Dolly Parton's records have changed in the past year or two and her music is being played on more than just country radio stations. In fact, her summer 1974 hit, "Love is Like a Butterfly," made the complete crossover and was played on a number of so-called Top 40 stations, even climbing onto the pop charts for a time. But Dolly says it isn't a reflection of any changing style within her, merely that she's braver now and willing to try newer variations on her records. "My writing hasn't changed much over the years, but record styles have changed and I'm getting to do more things now. Music is venturing out in new areas. Used to if they thought you were hard country and you did something a little uptown, they thought you were trying to get out of the category. But now a lot of people are trying new things."

Not that she’s happy about all those new ways. "I like a lot of the things that are being done in country music today, but I hope there will always be true country. Like Hank Williams and Porter Wagoner and Ernest Tubbs. I'd hate to see that die away. I hope there will always be a market for it."

She likes the new contemporary country rock sound, particularly the music of the Charlie Daniels Band, Goose Creek Symphony, Barefoot Jerry and Willie Nelson. Especially Willie Nelson.
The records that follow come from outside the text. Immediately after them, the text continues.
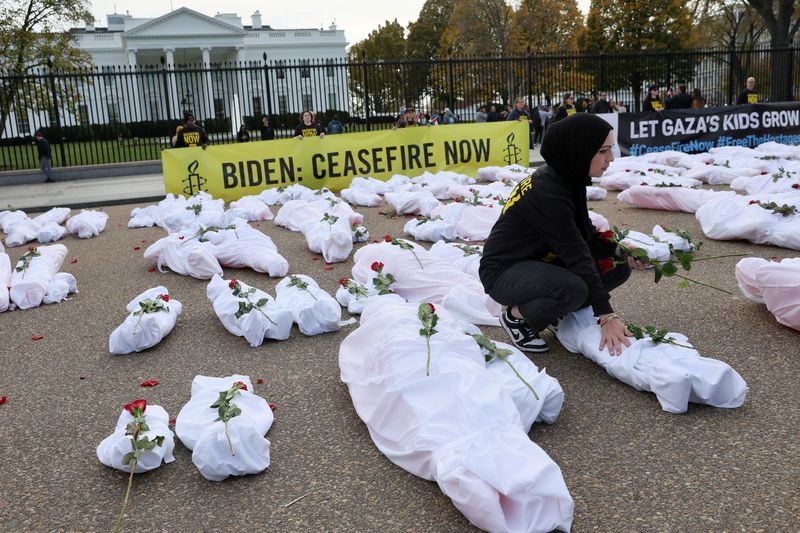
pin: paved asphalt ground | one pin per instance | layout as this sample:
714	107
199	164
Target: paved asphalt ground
629	465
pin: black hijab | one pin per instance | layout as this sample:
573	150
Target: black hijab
570	144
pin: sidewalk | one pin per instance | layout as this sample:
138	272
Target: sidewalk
102	191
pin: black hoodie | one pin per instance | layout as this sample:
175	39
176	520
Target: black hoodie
546	217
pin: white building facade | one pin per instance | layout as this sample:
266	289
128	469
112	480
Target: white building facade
154	69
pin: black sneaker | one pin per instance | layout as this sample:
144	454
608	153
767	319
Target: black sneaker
522	334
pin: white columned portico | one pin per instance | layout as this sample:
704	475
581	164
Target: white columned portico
175	107
209	88
136	110
245	103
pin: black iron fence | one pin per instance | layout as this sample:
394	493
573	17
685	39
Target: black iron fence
122	114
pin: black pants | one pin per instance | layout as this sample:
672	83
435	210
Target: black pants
543	292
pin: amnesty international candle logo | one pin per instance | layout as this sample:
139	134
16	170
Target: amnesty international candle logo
511	151
194	182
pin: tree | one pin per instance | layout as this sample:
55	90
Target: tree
424	36
627	27
377	82
547	26
32	35
782	22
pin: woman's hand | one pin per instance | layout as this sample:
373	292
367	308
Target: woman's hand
614	334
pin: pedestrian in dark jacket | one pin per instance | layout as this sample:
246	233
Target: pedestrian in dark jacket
45	156
749	95
566	108
243	135
602	105
191	134
681	99
543	257
267	132
652	101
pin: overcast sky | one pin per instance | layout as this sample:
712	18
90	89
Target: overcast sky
356	17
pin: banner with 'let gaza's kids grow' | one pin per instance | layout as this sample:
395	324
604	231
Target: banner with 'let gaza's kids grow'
230	171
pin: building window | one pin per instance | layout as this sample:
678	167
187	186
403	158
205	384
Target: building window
23	124
113	111
83	114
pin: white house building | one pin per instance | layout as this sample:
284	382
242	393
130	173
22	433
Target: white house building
157	67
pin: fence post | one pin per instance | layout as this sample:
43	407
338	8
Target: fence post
602	85
669	69
731	59
450	82
269	90
366	90
167	95
55	112
529	76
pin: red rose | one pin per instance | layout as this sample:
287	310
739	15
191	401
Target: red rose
136	406
605	265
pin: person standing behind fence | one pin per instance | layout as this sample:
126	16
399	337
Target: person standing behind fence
601	106
267	132
652	101
335	126
243	135
190	134
698	102
45	156
307	126
566	108
749	95
681	100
"I loved Willie Nelson when he was just plain country. When I first moved to Nashville, he was on Monument Records and I was too. I remember I used to set on the floor of the studio over there for hours and listen to him sing and play. He didn't have much going record-wise then - you couldn't give him away because of his odd phrasings - but I just loved it. He was way ahead of his time and I'm real glad to see him getting the recognition now."

Country music is a traveling road show. Dolly Parton and her group play 120 nights a year, mostly on weekends, in all parts of the country, from Portland, Oregon to Miami, Florida. After her post- midnight interview with me in Kingsport, Dolly's bus headed out for an all-night ride to Raleigh, North Carolina where she would be performing on Saturday night. In Raleigh it would be much the same thing - last on the bill, an after-concert autograph session, and another all-night bus ride, this time to Norfolk, Virginia for a Sunday show. From Norfolk, the Dolly Parton bus would head back to Nashville for a few days of rest before heading out on the road again the next weekend. All total, Dolly and her crew will travel 200,000 miles this year, most of it via bus.

The hours on the road are long, slow ones. Often Dolly will travel eight hours. just to give a one-hour show. What does she do to entertain herself on the road? “We play a lot of games, like Password. And I'll listen to tapes and do a lot of the paperwork concerning the band. Sometimes I write songs."

It used to be the Porter 'n' Dolly Show.

But now it's just the Dolly Parton Show. Dolly Parton has come to the front. Her solo career is booming. Appreciative audiences. Hit records. And finally, recognition as a top-notch songwriter.

Still, in her heart, past all the rouge and the mascara and the hairspray, Dolly is just a starry-eyed country girl.